(サーラ)

サーラを迎えて、あと1ヵ月弱で1周年を迎えます。

昨年3月30日にフーラを亡くし、半年後の昨年10月6日にサーラを迎えました。

飼い主が愛犬を亡くすという、責任ある飼い主であればいつか必ずせねばならない経験を、僕はフーラを通して体験しました。

フーラは言葉を話さぬがゆえに、喜びを全身で表し、いつも僕に伝えてくれました。

僕は、その存在を心から愛しました。

フーラの犬生の終盤は、腎不全との闘いの日々でしたが、それでも共に生きる喜びに満ちていました。

しかしながら、フーラに太い点滴の針を自ら自宅で刺した日々を、僕はもう一度経験したいとは思いません。

フーラには会いたいけれどもです。

いろいろな大変さや葛藤があり、フーラにも可哀想な思いを多々させましたが、それでも僕らの間には絆がありました。

だから、フーラの死は、僕を深い悲しみにつき落としました。

それは、とても暗くて深い落とし穴でした。

犬を心から愛し、愛犬の死を経験した方なら、みな、この暗くて深い穴に落ちたことがあるはずです。

ただ、涙が流れるのです。


(フーラ)


犬を亡くした飼い主のその後には、いくつかのパターンがあるように思われます。

もう犬を飼わない人。

時間をおいてから飼う人。

先に新しい子を迎える人。

人には、それぞれに事情がありますから、どれも間違いではありません。

僕には、サーラを迎えるまで半年の時間が必要でした。

割りと早いように感じられるかもしれないのですが、僕にとっては長く苦しい再生の時間でした。

それでも、また犬との暮らしに戻りたいという気持ちは一度も消えませんでした。

いま、サーラを迎えて本当によかったと思っています。

そもそも、子どものころから犬が好きだった僕ですが、子どものころ家にいた犬に対しては最期を看取ることもなく、興味を失っていたのです。

その後、家に迷いこんできた野良犬との暮らしを夢見たこともありましたが、半ば当然のことながら、叶いませんでした。

僕の心にあった切ない気持ちが、いつか大人になったら、自分が飼育した犬と暮らすのだという願いを育んでいたのです。

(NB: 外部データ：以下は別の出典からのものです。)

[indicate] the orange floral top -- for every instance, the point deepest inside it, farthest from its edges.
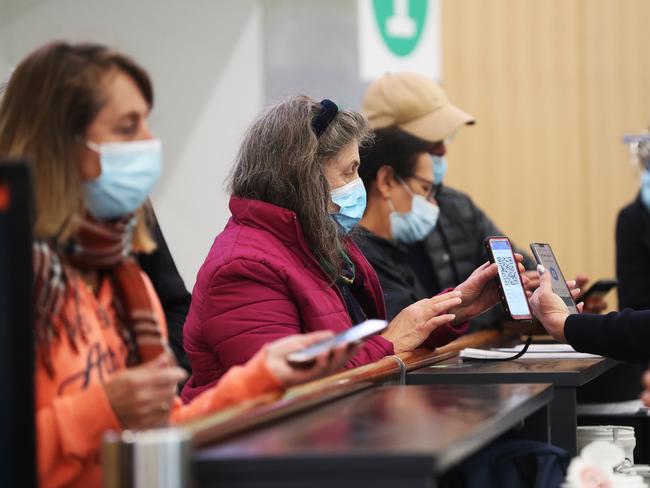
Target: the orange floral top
(72, 409)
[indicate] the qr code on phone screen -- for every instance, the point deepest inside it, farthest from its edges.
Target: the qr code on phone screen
(508, 272)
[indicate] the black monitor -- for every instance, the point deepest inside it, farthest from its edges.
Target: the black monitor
(17, 445)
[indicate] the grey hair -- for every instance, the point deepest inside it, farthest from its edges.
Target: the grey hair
(281, 161)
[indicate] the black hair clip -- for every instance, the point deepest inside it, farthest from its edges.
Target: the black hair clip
(328, 110)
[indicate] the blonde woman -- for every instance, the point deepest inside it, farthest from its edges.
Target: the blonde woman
(79, 113)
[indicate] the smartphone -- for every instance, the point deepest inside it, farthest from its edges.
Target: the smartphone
(598, 290)
(511, 288)
(353, 334)
(544, 255)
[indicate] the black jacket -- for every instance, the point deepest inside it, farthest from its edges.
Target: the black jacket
(456, 246)
(444, 260)
(174, 297)
(390, 260)
(633, 256)
(621, 335)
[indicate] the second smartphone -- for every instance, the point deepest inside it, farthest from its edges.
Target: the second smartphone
(544, 256)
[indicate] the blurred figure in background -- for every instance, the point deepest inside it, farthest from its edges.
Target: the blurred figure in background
(408, 111)
(413, 122)
(633, 241)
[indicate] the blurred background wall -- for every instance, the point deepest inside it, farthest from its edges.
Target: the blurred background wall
(553, 84)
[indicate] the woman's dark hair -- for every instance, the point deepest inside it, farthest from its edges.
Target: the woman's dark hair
(392, 147)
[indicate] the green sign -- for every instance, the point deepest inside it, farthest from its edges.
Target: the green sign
(401, 23)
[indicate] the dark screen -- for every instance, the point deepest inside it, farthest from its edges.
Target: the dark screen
(17, 449)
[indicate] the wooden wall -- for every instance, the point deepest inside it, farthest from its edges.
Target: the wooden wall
(553, 85)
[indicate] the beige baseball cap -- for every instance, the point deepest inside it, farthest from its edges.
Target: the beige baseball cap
(414, 103)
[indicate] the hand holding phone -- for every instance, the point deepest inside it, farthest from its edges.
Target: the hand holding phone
(544, 256)
(357, 333)
(511, 289)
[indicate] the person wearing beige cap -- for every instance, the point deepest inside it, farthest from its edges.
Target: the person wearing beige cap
(412, 119)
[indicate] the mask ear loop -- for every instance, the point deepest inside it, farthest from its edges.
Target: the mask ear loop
(403, 185)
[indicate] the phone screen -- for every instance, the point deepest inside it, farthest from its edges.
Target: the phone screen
(544, 255)
(353, 334)
(509, 277)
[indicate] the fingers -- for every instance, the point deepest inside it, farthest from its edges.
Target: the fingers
(165, 376)
(296, 342)
(582, 280)
(439, 307)
(436, 322)
(444, 296)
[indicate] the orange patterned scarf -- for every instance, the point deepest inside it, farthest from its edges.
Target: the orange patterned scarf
(105, 247)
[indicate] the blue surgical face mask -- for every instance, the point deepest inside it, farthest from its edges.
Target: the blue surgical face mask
(129, 172)
(645, 189)
(417, 224)
(439, 168)
(351, 199)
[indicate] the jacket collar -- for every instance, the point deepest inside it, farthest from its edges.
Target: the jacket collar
(281, 222)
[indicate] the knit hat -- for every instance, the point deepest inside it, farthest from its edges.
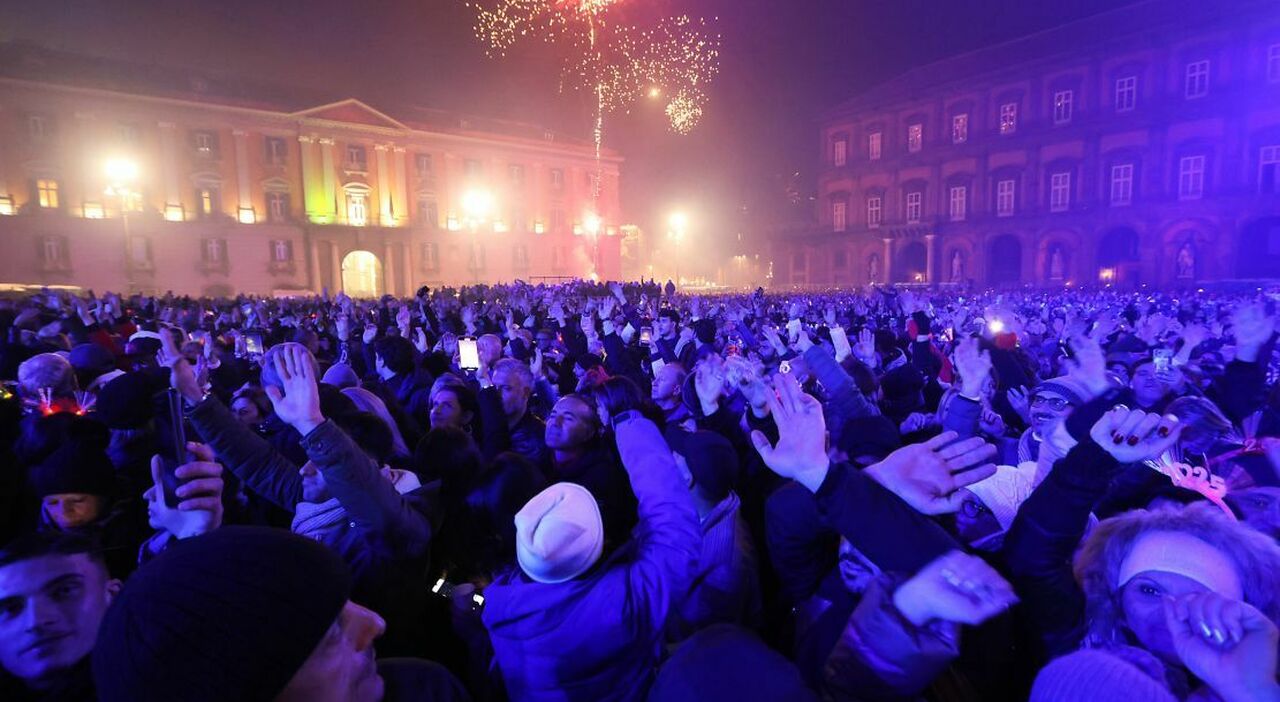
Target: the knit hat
(128, 401)
(228, 615)
(74, 468)
(728, 664)
(1097, 677)
(711, 459)
(341, 375)
(1068, 387)
(558, 533)
(1006, 491)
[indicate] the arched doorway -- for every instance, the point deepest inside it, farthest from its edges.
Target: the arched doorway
(1258, 249)
(361, 274)
(1118, 256)
(1005, 260)
(912, 263)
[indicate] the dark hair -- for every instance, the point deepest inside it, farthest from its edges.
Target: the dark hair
(50, 543)
(397, 354)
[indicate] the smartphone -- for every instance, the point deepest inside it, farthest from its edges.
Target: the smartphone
(469, 356)
(254, 343)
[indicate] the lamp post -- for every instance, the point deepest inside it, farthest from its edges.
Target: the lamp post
(676, 227)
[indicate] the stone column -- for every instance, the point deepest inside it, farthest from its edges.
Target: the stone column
(400, 186)
(242, 183)
(929, 260)
(328, 179)
(384, 188)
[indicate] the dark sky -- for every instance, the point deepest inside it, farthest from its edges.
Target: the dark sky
(782, 63)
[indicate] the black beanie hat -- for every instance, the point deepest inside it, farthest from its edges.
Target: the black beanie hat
(80, 466)
(228, 615)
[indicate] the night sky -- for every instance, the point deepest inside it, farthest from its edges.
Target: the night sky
(782, 63)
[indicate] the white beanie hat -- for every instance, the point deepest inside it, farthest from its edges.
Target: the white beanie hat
(558, 533)
(1006, 491)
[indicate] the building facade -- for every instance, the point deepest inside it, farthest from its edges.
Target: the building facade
(1138, 146)
(156, 181)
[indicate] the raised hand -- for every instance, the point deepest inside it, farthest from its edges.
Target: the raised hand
(1226, 643)
(955, 587)
(298, 401)
(801, 448)
(929, 475)
(1133, 436)
(200, 495)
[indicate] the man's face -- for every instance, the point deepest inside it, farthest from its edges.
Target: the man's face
(314, 488)
(571, 424)
(50, 610)
(666, 383)
(72, 509)
(342, 666)
(515, 393)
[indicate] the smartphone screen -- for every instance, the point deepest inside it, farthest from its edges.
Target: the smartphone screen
(469, 356)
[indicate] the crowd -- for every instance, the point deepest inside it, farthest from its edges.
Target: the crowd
(615, 492)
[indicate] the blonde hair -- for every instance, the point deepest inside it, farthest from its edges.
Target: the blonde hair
(1097, 565)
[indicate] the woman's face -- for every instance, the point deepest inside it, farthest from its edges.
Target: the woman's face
(1142, 602)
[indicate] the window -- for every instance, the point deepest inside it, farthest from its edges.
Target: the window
(914, 204)
(1127, 94)
(1005, 197)
(357, 209)
(39, 127)
(959, 203)
(1121, 185)
(214, 250)
(1060, 192)
(208, 200)
(839, 151)
(1008, 118)
(430, 256)
(275, 150)
(960, 128)
(205, 144)
(46, 194)
(1191, 177)
(357, 159)
(277, 206)
(282, 251)
(1269, 169)
(839, 215)
(1063, 101)
(428, 212)
(128, 133)
(1197, 80)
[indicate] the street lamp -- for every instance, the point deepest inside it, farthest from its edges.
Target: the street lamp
(677, 224)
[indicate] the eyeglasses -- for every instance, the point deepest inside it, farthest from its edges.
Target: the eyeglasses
(973, 509)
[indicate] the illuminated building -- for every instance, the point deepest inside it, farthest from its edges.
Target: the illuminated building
(1141, 145)
(236, 187)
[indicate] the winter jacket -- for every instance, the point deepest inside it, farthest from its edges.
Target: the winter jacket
(384, 536)
(726, 587)
(598, 637)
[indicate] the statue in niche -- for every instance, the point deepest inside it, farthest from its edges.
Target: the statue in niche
(1184, 267)
(1056, 268)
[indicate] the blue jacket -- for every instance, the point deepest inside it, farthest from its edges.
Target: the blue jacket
(599, 636)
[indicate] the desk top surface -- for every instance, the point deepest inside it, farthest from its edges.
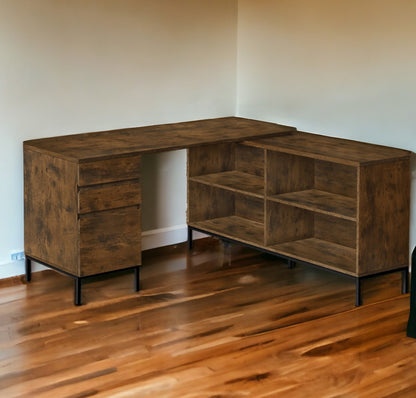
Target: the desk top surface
(331, 149)
(147, 139)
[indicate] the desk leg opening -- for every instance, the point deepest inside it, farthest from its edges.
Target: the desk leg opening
(28, 269)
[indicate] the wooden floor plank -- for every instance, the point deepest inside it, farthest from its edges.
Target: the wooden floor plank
(207, 323)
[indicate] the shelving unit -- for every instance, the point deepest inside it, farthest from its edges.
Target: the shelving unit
(330, 202)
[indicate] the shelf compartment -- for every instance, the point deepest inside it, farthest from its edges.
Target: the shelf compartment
(320, 252)
(312, 237)
(320, 201)
(296, 173)
(234, 227)
(235, 181)
(226, 213)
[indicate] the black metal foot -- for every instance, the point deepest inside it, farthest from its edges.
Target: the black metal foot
(28, 269)
(190, 239)
(358, 297)
(77, 291)
(405, 281)
(137, 279)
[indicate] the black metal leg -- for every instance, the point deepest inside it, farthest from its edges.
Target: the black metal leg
(405, 281)
(358, 298)
(227, 252)
(137, 279)
(77, 291)
(190, 240)
(28, 269)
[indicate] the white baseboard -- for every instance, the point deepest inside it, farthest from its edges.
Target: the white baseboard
(167, 236)
(150, 240)
(16, 268)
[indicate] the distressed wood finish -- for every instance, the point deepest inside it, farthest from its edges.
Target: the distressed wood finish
(109, 240)
(336, 203)
(83, 194)
(235, 181)
(109, 196)
(252, 328)
(321, 201)
(165, 137)
(330, 149)
(383, 227)
(109, 170)
(50, 209)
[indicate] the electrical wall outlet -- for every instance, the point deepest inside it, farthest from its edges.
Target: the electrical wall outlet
(17, 256)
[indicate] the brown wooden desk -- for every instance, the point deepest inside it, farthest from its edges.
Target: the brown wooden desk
(83, 191)
(334, 203)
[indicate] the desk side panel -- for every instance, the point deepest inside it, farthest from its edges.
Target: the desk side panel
(383, 228)
(50, 210)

だから、フーラとサーラは、ただフーラとサーラであるだけではないのです。

いま僕はサーラの瞳の中に、フーラを、子どものころの飼い犬エスを、そして、今もまぶたにいる白い野良犬をも見ています。

心の中にいる子たちは、みな僕の心の中でつながり生きているのです。

サーラにとっては迷惑な話ですが、もちろんサーラは知るよしもありません。

そして、いまはサーラが可愛くて仕方がないのです。

いつか、僕にも運転免許証を返納する日が来ると思いますが、おそらくその同じころ、犬との暮らしも卒業していくのでしょう。

その日が来るまで、愛犬と暮らしていきたいと思っています。

犬を亡くされて、こんなに悲しいのならもう飼うのはやめようと考えている方へ。

あなたを見つめる命に心が震える日々を、平凡だけれども歓喜にあふれた日々を、あなたも、僕も、また一緒に歩いていきましょう。

こんな幸せをやめてしまうのは、人生の喜びを一つ諦めることだという気がしてなりません。